東京電力福島第1原発から出る処理水について、早ければ24日からの海洋放出開始が決まった。
岸田文雄首相は22日の関係閣僚会議で「風評影響やなりわい継続に対する不安に対処すべく、政府として責任を持って取り組む」と表明。福島県内の漁業関係者らからは「約束は破られた」といった怒りや、「風評被害に慣れてしまった」など諦めの声が聞かれた一方、「共存は避けられない」と理解を示す人もいた。
新地町の漁師小野春雄さん(71)は「大臣や首相は一部の漁業関係者と話すばかりで、最後まで多くの地元漁師らと直接話して、理解を働き掛けなかった。『関係者の理解なしにいかなる処分もしない』という政府の約束は破られたと思っている」と憤る。「漁業関係者にとって処理水の放出はデメリットばかりで、(魚の)買い控えは起こる」と吐露した。

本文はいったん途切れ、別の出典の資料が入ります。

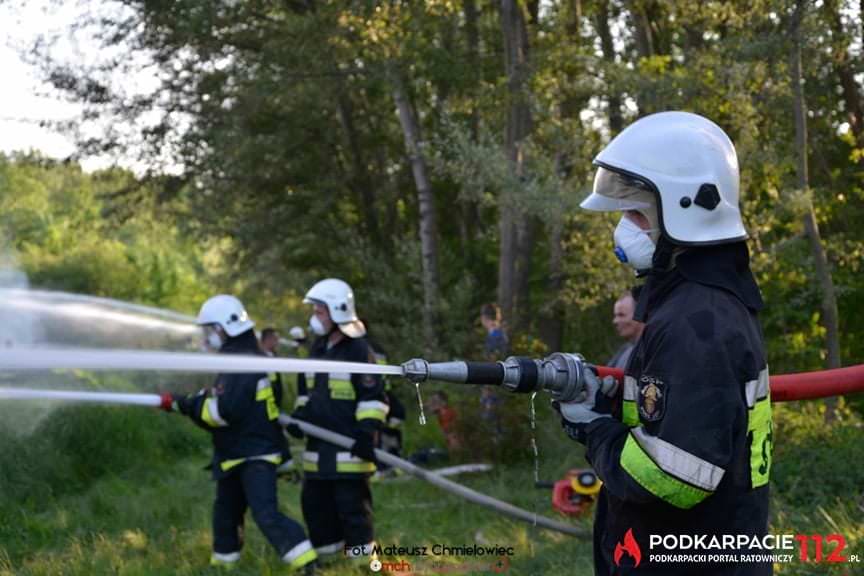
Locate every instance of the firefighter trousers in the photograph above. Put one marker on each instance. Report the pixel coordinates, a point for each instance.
(252, 485)
(338, 513)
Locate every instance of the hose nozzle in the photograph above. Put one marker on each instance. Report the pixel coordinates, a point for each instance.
(561, 374)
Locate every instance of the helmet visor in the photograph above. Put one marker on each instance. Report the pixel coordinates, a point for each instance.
(618, 192)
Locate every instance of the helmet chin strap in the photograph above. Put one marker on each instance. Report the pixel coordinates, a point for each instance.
(664, 257)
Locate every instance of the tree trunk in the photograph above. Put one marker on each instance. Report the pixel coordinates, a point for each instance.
(518, 127)
(552, 312)
(361, 181)
(425, 201)
(616, 121)
(526, 231)
(846, 74)
(823, 272)
(641, 28)
(470, 211)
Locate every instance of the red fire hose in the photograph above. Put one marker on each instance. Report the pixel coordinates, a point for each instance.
(800, 386)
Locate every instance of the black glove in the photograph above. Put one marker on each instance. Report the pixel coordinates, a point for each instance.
(598, 402)
(294, 429)
(364, 447)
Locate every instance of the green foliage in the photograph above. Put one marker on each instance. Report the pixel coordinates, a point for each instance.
(64, 228)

「放出には反対だが、どうせ流すつもりだろうと諦めている」というのは、相馬市で鮮魚店を営む男性。懸念される新たな風評被害についても「最終的には消費者心理の問題。県外で買い控えなどが起こるだろうが、原発事故以来続いていることで慣れてしまった」と語った。
相馬市で80年以上続く海産物問屋の社長佐竹真理子さん(62)は放出には反対だとしながらも「陸上保管を続けるわけにもいかず、処理水との共存は避けられない」と打ち明けた。一方、風評被害対策については、「お金だけでは解決しない。国や東電には賠償ではなく安全性の周知に特に力を入れてほしい」と注文を付けた。